'Pen may hold the key to Nats' future success

September 19th, 2021

WASHINGTON -- Patrick Corbin allowed six or more runs for the eighth time this season, leaving the Nationals no choice but to play from behind from the start. The southpaw hurled just four innings before his night was over.

In the 6-0 loss to the Rockies on Saturday at Nationals Park, manager Dave Martinez needed to get creative to cover the remaining 15 outs.

After tossing a scoreless fifth inning, Ryne Harper batted for himself -- his second plate appearance of the season. The reliever struck out on three pitches but put up another zero in the sixth inning.

The Nats needed another arm that was stretched out to deliver outs. Martinez called Sean Nolin from the bullpen to make his first relief appearance in the Majors this season. The lefty held the Rockies scoreless for the final three innings.

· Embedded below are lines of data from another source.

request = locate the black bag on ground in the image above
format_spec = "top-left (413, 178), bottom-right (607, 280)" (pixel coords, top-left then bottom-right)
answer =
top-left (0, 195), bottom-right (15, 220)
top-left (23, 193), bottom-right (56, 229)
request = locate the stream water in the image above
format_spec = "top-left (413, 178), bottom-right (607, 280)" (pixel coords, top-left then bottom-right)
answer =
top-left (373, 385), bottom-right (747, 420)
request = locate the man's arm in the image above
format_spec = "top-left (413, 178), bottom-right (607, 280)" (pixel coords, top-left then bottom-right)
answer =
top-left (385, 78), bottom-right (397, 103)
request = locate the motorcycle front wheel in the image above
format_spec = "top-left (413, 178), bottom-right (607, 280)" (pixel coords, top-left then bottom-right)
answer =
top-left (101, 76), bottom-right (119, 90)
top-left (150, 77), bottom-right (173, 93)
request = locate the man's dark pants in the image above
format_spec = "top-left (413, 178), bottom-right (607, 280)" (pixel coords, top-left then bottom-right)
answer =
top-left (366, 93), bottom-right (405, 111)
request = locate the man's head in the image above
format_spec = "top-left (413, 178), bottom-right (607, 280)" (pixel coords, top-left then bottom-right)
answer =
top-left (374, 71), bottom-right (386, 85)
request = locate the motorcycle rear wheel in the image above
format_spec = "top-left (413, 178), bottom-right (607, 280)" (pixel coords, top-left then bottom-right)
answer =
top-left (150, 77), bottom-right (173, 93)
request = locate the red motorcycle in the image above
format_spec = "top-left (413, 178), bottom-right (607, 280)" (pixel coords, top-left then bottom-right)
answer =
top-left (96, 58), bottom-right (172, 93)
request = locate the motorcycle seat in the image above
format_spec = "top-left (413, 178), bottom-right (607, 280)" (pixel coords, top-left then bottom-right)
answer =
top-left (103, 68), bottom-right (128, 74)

“He threw really well,” said Martinez regarding Nolin’s first appearance out of the bullpen since Sept. 22, 2014. “He mixed all his pitches. The big thing is that he threw strikes when he needed to. Both him and Harper did really well.”

All told, the bullpen allowed just two hits, giving Washington ample opportunity to attempt a rally and even the score. But despite tallying eight hits, the Nationals stranded four runners in scoring position and were shut out for the 10th time this season.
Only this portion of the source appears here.